Was macht der deutsche Fußball ohne seinen größten Gönner?

VW unterhält nicht nur den VfL Wolfsburg, er sponsert mehrere Vereine und den DFB-Pokal. Nach dem Rücktritt von VW-Chef Winterkorn verliert die Bundesliga seinen größten Gönner. Wird ausgerechnet der erfolgreichste deutsche Konzern zur Heuschrecke?
Foto: Christian Schroedter/Imago

Nach dem Abgas-Skandal gerät die Volkswagen AG ins Wanken. Die Kunden wurden betrogen, das Image scheint ruiniert und Experten sprechen wegen sinkender Aktienkurse von über 30 Prozent von einem GAU. Klar ist bisher nur: Die Strafzahlungen werden richtig teuer und Vorstandsvorsitzender Martin Winterkorn trat zurück. Aber was hat die Bundesliga damit zu tun?

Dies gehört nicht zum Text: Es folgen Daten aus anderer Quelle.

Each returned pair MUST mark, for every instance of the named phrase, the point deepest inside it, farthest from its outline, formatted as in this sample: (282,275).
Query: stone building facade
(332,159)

Ziemlich viel. Denn mit Winterkorn verschwindet ein Fußball-Liebhaber im mit Abstand größten Konzern Deutschlands, der in den letzten Jahren maßgeblichen Anteil daran hatte, dass VW sein Engagement vor allem im Profifußball nach oben geschraubt hat. Der Autohersteller fördert den DFB-Pokal und engagiert sich bei 19 (!) Erst- und Zweitligisten mit seinen diversen Marken als Sponsor. Bei drei Vereinen ist VW sogar beteiligt: Beim Rekordmeister Bayern München hält Konzern-Marke Audi 8,33 Prozent, beim Aufsteiger FC Ingolstadt hält die Audi-Tochter Quattro GmbH 19,94 Prozent der Anteile und der VfL Wolfsburg ist sogar eine hundertprozentige Tochter der Volkswagen AG. Auch in den Medien mischt VW mit seinem Geld mit: Volkswagen ist Premium-Partner für „Bundesliga bei Bild", die die Bewegbildrechte der Liga für das Internet gekauft haben. Deutschlands beliebtester Fußball-Talk läuft auf Sport1 und heißt „Volkswagen Doppelpass".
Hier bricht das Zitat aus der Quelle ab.